Subsequently, I publicly offered to wager $500,000 that no investment pro could select a set of at least five hedge funds – wildly-popular and high-fee investing vehicles – that would over an extended period match the performance of an unmanaged S&P-500 index fund charging only token fees. I suggested a ten-year bet and named a low-cost Vanguard S&P fund as my contender.”
Only one investment professional was brave enough to take on the challenge of simply beating the index fund. After 9 years, the results aren’t looking pretty:
Using a hypothetical $1 million, the index fund would have gained $854,000 compared to the “professionals” who are a whopping $634,000 behind, at only $220,000. Well that’s gotta be embarrassing for the pros…
5. Meanwhile, Jack Bogle is a Hero for Those Wanting to Avoid the High Priced Pros
Buffett reserves his biggest compliments for the founder of Vanguard:
“If a statue is ever erected to honor the person who has done the most for American investors, the hands-down choice should be Jack Bogle. For decades, Jack has urged investors to invest in ultra-low-cost index funds. In his crusade, he amassed only a tiny percentage of the wealth that has typically flowed to managers who have promised their investors large rewards while delivering them nothing – or, as in our bet, less than nothing – of added value.

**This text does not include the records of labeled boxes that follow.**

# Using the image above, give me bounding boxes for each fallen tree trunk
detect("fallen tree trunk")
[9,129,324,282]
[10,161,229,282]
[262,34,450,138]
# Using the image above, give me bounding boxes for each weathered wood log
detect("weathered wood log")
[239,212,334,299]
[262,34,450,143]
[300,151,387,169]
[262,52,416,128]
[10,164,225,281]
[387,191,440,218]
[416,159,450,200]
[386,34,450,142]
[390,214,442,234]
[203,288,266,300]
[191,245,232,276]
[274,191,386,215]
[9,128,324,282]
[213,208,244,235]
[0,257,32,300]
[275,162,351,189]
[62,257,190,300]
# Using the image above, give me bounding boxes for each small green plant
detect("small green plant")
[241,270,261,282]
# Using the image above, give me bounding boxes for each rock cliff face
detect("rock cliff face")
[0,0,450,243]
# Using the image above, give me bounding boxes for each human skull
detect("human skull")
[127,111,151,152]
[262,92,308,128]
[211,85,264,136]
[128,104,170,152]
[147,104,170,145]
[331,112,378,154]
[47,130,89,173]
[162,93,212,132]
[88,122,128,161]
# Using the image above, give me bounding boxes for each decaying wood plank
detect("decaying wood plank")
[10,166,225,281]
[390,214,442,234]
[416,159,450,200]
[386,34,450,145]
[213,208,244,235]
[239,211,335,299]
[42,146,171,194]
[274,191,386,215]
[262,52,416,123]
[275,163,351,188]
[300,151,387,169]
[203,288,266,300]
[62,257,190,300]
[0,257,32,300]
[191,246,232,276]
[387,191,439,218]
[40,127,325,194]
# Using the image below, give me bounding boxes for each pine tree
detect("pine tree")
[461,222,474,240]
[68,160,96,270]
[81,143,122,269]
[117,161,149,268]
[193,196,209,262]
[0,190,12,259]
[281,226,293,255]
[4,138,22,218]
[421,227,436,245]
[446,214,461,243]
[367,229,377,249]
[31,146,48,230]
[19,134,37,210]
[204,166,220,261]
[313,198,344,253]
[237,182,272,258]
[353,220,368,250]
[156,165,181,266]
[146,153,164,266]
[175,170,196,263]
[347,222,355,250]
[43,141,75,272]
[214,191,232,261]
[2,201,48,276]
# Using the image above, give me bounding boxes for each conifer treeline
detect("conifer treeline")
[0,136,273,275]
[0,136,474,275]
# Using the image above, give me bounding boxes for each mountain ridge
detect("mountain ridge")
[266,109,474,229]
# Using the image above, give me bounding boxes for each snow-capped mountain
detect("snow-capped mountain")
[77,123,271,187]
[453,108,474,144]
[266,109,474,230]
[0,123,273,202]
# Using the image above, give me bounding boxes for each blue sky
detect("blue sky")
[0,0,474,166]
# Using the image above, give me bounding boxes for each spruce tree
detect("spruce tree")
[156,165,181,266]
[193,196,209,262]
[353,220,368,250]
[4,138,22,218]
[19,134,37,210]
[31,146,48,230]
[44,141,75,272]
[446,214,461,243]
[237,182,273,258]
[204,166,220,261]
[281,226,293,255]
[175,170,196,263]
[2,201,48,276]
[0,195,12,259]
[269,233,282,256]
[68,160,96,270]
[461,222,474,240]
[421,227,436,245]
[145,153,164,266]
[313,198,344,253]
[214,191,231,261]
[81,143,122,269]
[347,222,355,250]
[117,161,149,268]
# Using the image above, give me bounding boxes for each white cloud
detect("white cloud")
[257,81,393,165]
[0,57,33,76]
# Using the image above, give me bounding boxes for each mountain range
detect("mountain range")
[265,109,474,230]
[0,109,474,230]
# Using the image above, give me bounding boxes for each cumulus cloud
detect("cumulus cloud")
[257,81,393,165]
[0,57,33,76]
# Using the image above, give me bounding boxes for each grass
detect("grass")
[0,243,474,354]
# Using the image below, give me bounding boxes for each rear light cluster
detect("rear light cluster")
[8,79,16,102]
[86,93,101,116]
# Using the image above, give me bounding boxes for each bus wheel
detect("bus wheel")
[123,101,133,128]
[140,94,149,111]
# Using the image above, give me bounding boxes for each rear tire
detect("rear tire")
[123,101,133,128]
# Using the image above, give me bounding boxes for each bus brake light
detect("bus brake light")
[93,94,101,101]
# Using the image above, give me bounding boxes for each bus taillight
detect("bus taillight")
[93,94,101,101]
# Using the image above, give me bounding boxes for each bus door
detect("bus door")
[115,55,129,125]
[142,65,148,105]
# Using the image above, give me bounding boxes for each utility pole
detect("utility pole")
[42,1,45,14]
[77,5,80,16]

In his early years, Jack was frequently mocked by the investment-management industry. Today, however, he has the satisfaction of knowing that he helped millions of investors realize far better returns on their savings than they otherwise would have earned. He is a hero to them and to me.”
And with, that we close on Buffett’s consistent message for the average investor (and also, his message for Lebron James). The best choice for those of us wanting to maximize our stock market returns is also the simplest, just invest in the index fund already!